Made for Each Other : A Symbiosis of Birds and Pines
2. The Bat Wanna-be: Oil-bird (Steatornis caripensis)

3. Big Bird: Ostrich (Struthio camelus)



4. The Snake-Handler: Secretary Bird (Sagittarius Serpentarius)

5. Modern Pteranodon: Hoatzin (Opisthocomus hoazin)

6. Brilliant At Breakfast - Raven (Corvus corax)

7. Furball - Great Spotted Kiwi (Apteryx haastii)

8. The Mystery of the Laughing Shadow - Common Mynah (Acridotheres tristis)

9. To see the world: Arctic tern (Sterna paradisaea)

10. Baudelaire and the nose: Wandering Albatross (Diomedea exulans)

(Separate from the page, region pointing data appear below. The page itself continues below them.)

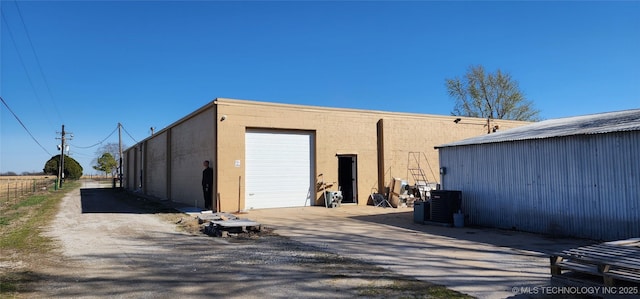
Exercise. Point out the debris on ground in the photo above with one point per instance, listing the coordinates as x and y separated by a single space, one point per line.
227 225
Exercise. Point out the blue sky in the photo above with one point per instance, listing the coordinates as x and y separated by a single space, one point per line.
90 64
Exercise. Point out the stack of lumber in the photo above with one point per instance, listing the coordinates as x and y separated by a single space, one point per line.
606 264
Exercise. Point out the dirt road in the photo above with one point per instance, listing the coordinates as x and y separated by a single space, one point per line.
111 248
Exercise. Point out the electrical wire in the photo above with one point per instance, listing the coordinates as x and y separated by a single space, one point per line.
33 50
103 140
24 66
125 130
25 128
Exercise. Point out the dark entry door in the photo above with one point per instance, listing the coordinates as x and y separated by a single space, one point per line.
347 177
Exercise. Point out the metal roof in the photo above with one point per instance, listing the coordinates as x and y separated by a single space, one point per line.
627 120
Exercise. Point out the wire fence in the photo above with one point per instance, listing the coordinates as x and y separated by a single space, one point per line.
14 188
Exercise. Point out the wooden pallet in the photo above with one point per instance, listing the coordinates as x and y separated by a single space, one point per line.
606 264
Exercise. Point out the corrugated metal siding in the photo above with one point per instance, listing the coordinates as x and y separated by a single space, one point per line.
584 186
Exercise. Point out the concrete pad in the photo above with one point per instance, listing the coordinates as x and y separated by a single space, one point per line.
482 262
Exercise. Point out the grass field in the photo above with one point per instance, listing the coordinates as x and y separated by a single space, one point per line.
14 187
21 243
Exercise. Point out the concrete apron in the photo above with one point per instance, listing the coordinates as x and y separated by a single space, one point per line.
484 263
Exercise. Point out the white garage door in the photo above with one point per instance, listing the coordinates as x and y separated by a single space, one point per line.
279 167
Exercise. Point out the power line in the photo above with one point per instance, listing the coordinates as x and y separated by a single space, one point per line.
44 78
125 130
103 140
25 128
15 45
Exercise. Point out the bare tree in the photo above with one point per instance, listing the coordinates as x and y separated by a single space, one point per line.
489 95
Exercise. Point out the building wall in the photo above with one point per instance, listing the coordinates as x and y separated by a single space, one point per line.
156 154
192 141
582 186
337 131
217 132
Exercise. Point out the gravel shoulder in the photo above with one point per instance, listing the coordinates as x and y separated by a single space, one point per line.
111 244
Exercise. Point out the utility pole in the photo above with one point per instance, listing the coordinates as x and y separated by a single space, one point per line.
61 168
120 153
62 148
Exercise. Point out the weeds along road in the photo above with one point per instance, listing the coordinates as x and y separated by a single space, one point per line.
109 247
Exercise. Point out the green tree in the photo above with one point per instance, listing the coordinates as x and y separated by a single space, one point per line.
107 163
72 169
489 95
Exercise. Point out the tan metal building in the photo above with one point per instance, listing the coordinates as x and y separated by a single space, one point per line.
269 155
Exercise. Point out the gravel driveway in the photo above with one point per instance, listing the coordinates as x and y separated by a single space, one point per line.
110 248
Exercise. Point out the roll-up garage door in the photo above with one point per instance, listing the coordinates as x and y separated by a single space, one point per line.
278 169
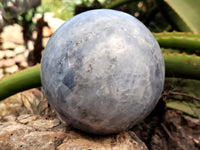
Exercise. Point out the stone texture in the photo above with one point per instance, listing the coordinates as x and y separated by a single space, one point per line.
12 69
35 132
103 79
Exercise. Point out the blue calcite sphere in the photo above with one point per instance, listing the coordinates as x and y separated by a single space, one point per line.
102 71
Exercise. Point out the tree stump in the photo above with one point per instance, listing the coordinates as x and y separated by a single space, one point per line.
36 132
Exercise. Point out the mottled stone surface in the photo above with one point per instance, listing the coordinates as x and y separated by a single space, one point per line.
103 71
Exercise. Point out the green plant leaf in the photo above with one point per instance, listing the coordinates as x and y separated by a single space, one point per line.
188 107
184 14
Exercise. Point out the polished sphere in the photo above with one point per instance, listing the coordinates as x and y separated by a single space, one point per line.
102 71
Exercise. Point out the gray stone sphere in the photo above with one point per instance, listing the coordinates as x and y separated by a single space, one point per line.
102 71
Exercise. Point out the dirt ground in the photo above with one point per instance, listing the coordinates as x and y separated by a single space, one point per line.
167 129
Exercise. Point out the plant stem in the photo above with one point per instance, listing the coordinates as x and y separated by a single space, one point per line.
20 81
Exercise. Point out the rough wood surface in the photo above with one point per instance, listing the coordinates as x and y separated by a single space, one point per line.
35 132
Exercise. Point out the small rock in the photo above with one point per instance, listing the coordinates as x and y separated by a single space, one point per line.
8 62
9 53
19 50
11 69
2 54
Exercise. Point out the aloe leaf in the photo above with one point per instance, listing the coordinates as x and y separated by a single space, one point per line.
20 81
190 107
184 14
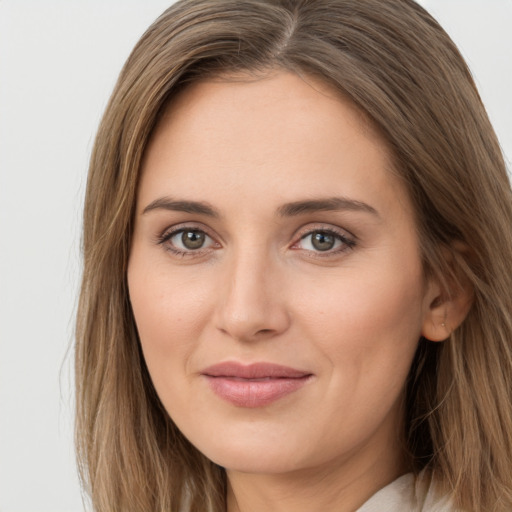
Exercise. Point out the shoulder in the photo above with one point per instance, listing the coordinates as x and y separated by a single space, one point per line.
411 494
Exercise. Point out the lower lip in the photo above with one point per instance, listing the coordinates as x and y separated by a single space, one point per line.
253 393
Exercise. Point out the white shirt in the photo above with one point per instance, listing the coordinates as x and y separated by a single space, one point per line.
405 495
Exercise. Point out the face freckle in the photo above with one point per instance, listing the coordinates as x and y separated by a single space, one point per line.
271 233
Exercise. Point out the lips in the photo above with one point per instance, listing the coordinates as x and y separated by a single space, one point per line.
254 385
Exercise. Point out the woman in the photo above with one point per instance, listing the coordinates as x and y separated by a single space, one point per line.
296 290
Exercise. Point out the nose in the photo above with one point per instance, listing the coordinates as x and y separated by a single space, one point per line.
251 303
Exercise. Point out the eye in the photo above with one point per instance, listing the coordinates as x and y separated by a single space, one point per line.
325 241
186 241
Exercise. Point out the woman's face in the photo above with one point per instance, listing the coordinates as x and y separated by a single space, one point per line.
275 276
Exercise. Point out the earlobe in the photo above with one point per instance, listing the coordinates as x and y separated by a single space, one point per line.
445 311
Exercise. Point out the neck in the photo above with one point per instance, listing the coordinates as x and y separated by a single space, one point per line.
341 485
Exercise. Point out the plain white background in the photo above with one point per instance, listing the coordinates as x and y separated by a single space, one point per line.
58 63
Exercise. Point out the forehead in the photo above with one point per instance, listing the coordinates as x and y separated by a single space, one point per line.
296 133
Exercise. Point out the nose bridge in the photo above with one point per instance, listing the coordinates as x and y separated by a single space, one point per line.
252 305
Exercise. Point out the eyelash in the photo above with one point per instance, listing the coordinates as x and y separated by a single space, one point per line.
347 243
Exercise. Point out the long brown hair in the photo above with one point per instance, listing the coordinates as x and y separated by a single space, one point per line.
395 63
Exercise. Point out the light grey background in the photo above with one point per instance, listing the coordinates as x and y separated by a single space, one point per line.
58 63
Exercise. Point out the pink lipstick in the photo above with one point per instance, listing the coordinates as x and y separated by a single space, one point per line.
254 385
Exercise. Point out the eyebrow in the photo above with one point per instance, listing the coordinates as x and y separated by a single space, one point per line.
326 205
287 210
166 203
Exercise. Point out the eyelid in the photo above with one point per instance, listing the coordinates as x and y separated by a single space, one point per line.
167 234
347 239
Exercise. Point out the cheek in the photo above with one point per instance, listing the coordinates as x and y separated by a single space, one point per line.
169 312
368 323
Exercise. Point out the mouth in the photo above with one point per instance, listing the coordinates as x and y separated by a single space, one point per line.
254 385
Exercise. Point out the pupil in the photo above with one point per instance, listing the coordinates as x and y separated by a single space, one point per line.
323 241
192 239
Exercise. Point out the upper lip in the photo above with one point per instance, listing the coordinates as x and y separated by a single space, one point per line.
253 371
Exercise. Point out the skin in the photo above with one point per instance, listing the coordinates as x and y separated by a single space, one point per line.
259 290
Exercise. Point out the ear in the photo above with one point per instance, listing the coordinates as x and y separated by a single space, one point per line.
445 309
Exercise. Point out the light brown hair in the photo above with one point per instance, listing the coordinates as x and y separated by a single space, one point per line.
398 66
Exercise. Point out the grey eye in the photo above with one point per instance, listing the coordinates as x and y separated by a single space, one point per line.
323 241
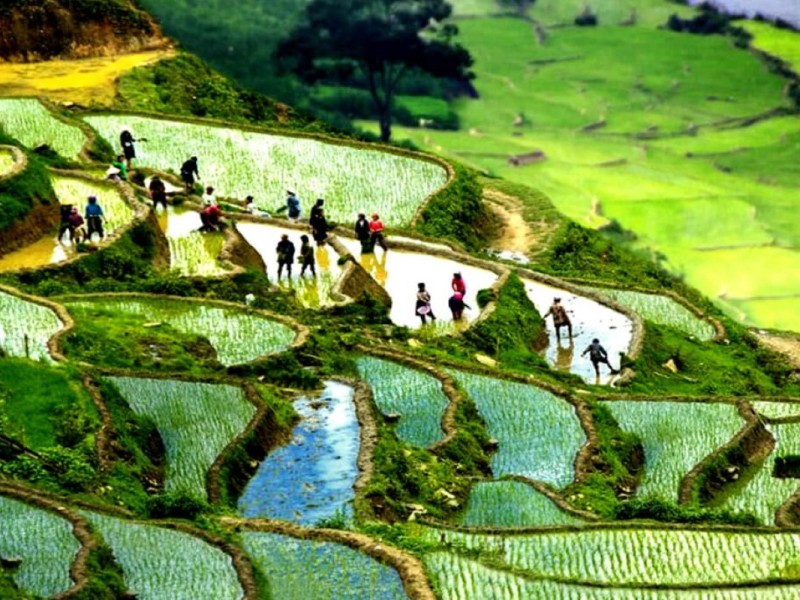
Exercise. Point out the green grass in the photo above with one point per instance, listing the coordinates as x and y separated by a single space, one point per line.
512 504
239 163
676 436
33 125
45 544
37 399
538 433
196 422
764 494
25 327
161 563
416 396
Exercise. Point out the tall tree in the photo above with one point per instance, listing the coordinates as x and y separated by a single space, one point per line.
384 39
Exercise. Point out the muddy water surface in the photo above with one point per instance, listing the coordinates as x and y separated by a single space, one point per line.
590 320
312 477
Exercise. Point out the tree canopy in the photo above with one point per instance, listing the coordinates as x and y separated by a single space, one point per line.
381 39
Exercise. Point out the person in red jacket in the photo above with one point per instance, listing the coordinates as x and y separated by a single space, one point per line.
376 232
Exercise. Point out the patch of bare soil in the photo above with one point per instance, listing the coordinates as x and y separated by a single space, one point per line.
785 343
514 233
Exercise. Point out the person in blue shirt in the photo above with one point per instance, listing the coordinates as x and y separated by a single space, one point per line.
94 218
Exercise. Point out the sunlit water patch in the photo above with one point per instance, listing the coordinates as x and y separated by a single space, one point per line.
311 478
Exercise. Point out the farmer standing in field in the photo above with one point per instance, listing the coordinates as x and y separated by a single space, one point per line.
285 250
189 173
598 356
94 218
560 318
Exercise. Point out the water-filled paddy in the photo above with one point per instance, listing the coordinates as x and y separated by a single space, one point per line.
311 478
590 320
313 292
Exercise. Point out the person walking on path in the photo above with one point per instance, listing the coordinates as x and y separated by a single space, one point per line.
423 307
458 284
560 318
189 174
598 356
285 250
457 305
307 256
94 218
319 224
209 218
376 232
158 192
362 232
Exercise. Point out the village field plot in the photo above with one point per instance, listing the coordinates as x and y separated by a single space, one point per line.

And this is the list. This leaves out so many other cool birds: the bower bird, scrub jay, African Grey parrot, bobolink, peacock, Arctic Ptarmigan, cassowary, all the penguins and hummingbirds, and many, many others (that is for the Top 20 meme...).
I am supposed to tag some other people to do this meme as well. It appears that all the birding blogs have already tagged each other. But, hey, what happened to Grrrlscientist? Is it possible she did not get tagged? If not, she is my first choice. And I can't believe nobody tagged PZ!?
I see some tagged two people, some three, some one, some none. To spread the meme outside the circle of birdwatching blogs, I'd like to tag quite a few people, some scientists, some not, so if two of them actually do it, I'll be happy. Here they are: Darren Naish, The Lancelet, Sahotra Sarkar, Newton's Binomium, Archy and Lindsay. Perhaps one of them will take a different approach altogether - maybe a list of ten coolest extinct birds, from Archeopteryx, through Epyornis, Moa and Dodo, to Passenger Pigeon and Carolina Parakeet. Wait and see - I'll link to their lists if and when they get posted.